Mas nos festivais, entre jurados, premiados, palestrantes e público, encontro sobretudo gente que não desiste, curiosa e talentosa, inquieta por natureza e insatisfeita por vocação, nerds que, quando muitos dizem que já está bem, acham que ainda se pode fazer melhor. Gente que acha que o trabalho não é só uma coisa chata que nos obriga a ir para o mesmo sítio todos os dias, mas também um entusiasmo que nos pode levar a lugares diferentes em quase todos os projectos.

Os Festivais de Publicidade são os nossos simpósios da ambição criativa. Nas fichas de inscrição, só se preenche o que se conseguiu, não há espaço para preencher o que ficou pelo caminho ou para atribuir responsabilidades aos outros. Não há conferências sobre o queixume, só há apresentações de quem faz e como consegue fazer.
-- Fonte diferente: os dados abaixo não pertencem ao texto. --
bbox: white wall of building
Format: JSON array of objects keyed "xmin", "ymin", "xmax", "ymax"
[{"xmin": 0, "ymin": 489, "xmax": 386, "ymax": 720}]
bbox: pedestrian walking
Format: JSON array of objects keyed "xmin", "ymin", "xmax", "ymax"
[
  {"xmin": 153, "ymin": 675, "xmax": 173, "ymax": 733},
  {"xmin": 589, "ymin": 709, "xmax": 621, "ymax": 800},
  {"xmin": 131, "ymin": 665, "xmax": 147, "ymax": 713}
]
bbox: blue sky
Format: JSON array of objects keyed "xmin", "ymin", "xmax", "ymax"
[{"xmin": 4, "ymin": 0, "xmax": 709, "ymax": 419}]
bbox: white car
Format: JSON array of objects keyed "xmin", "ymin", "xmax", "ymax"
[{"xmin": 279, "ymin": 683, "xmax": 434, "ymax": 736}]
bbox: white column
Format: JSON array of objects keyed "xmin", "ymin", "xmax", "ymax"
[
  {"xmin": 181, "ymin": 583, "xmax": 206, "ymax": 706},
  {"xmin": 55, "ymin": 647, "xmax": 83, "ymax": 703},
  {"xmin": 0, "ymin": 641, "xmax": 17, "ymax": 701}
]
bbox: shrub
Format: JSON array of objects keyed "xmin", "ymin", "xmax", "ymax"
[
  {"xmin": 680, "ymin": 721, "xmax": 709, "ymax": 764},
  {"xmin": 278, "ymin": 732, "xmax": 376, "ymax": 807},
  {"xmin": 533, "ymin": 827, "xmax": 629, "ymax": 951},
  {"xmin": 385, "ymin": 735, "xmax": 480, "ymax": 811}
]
Não há misericórdia com os perdedores, eles tendem a ser invisíveis, o que é uma péssima sensação, a invisibilidade (mais ainda do que não ganhar um prémio). Se ganhas estás em alta, se não ganhas é como se não existisses. Esta awards way of life é orientada para o sucesso (felizmente dura poucos dias por ano), e quando assim é, sabe melhor estar do lado vencedor da barricada. Mesmo assim, até quando regressamos de mãos a abanar, somos contagiados pelos melhores e trazemos para casa uma dose de optimismo e a sensação de que “para o ano sou eu”.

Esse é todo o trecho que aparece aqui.